7. Madison, Wisconsin
Madison is a bustling college town that enjoys all four seasons with opportunities to ski, skate, fish, bike, or sail, depending on the time of year. It’s home to more than 15,000 acres of lakes and 200 miles of hike and bike trails. It also regularly hosts music festivals and offers five art museums. And while it doesn’t have a light rail system, it boasts over 220 buses that make more than 2,000 stops around the city every 30 minutes or hour.
8. Austin, Texas
One of the top five cities for concerts and festivals according to Travel+Leisure, Austin is a stellar destination for music lovers. It’s also ideal for those seeking an active lifestyle, offering 50 public swimming pools and parks, including 350-acre Zilker Park and the nation’s largest natural swimming pool in an urban setting, Barton Springs.
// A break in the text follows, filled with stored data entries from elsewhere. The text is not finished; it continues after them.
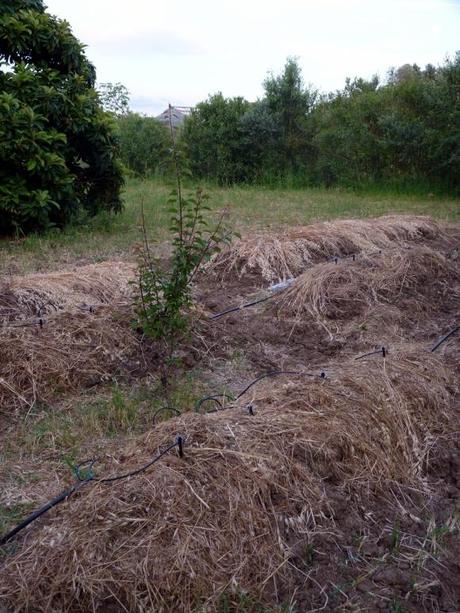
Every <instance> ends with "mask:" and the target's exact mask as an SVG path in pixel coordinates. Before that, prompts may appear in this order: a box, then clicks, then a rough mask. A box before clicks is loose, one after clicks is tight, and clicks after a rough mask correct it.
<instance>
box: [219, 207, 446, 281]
mask: <svg viewBox="0 0 460 613" xmlns="http://www.w3.org/2000/svg"><path fill="white" fill-rule="evenodd" d="M442 234H443V229H442V226H441V224H439V223H437V222H435V221H434V220H433V219H431V218H429V217H421V216H420V217H417V216H411V215H394V216H385V217H379V218H377V219H364V220H363V219H345V220H335V221H331V222H320V223H315V224H312V225H309V226H305V227H300V228H295V229H288V230H285V231H284V232H281V233H279V234H268V233H263V234H256V235H251V236H249V237H243V238H242V239H240V240H237V241H234V242H233V243H232V244H231V245H229V246H228V247H227V248H226V249H224V250H223V251H222V252H221V253H219V254H218V255H217V256H216V257H215V258H214V259H213V261H212V262H211V263H210V266H209V270H210V271H212V272H213V273H215V274H216V275H218V276H221V277H224V278H225V277H227V276H229V275H237V276H238V277H243V276H244V275H246V274H254V275H258V276H260V277H261V278H262V279H263V280H265V281H269V282H272V281H279V280H282V279H287V278H290V277H295V276H297V275H299V274H301V273H302V272H304V271H305V269H306V268H308V267H310V266H311V265H312V264H315V263H317V262H320V261H324V260H325V259H327V258H331V257H334V256H346V255H349V254H352V253H358V254H359V253H361V252H365V251H374V250H376V249H389V248H393V247H402V246H403V245H406V244H411V243H417V242H421V241H425V242H426V241H431V240H434V239H436V238H439V237H440V236H441V235H442Z"/></svg>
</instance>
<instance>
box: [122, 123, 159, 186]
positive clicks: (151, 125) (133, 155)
mask: <svg viewBox="0 0 460 613" xmlns="http://www.w3.org/2000/svg"><path fill="white" fill-rule="evenodd" d="M117 129H118V137H119V139H120V153H121V160H122V162H123V164H124V165H125V166H126V168H128V169H129V170H130V171H131V172H133V173H134V174H136V175H139V176H142V177H146V176H152V175H154V174H157V173H161V172H162V171H163V170H164V168H165V165H166V163H167V161H168V160H169V159H170V157H171V155H170V147H171V143H170V136H169V131H168V128H167V127H166V126H165V125H163V124H162V123H160V122H159V121H158V120H156V119H154V118H153V117H145V116H143V115H139V114H138V113H128V114H127V115H123V116H122V117H118V119H117Z"/></svg>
A light rail can take you around downtown, while buses run throughout the whole city. There are also a ton of pedicabs and 80 miles of dedicated bike trails.
9. Baltimore, Maryland
Baltimore offers many museums and art galleries that include the home of Edgar Allan Poe and a museum dedicated to historic trolleys and electric streetcars. It also hosts 12 colleges and was ranked as one of America’s Most Literate Cities by Central Connecticut State University. The public transit system is comprised of local, express, and commuter buses; a light rail; and a subway system, so going car-free is no problem at all.
10. St. Louis, Missouri
Home to the award-winning Saint Louis Symphony Orchestra, the National Blues Museum, and an 11,000-seat outdoor amphitheater, St. Louis offers no shortage of cultural activities. Additionally, it hosts a number of Fortune 500 companies, like Express Scripts, Emerson Electric, and Monsanto, so it shouldn’t be too tough to get a job to pay for said activities. Walkability varies by neighborhood, but there’s also a Metrobus system throughout the city in addition to MetroLink, the city’s light rail system, which offers 62 miles of tracks and 37 stations.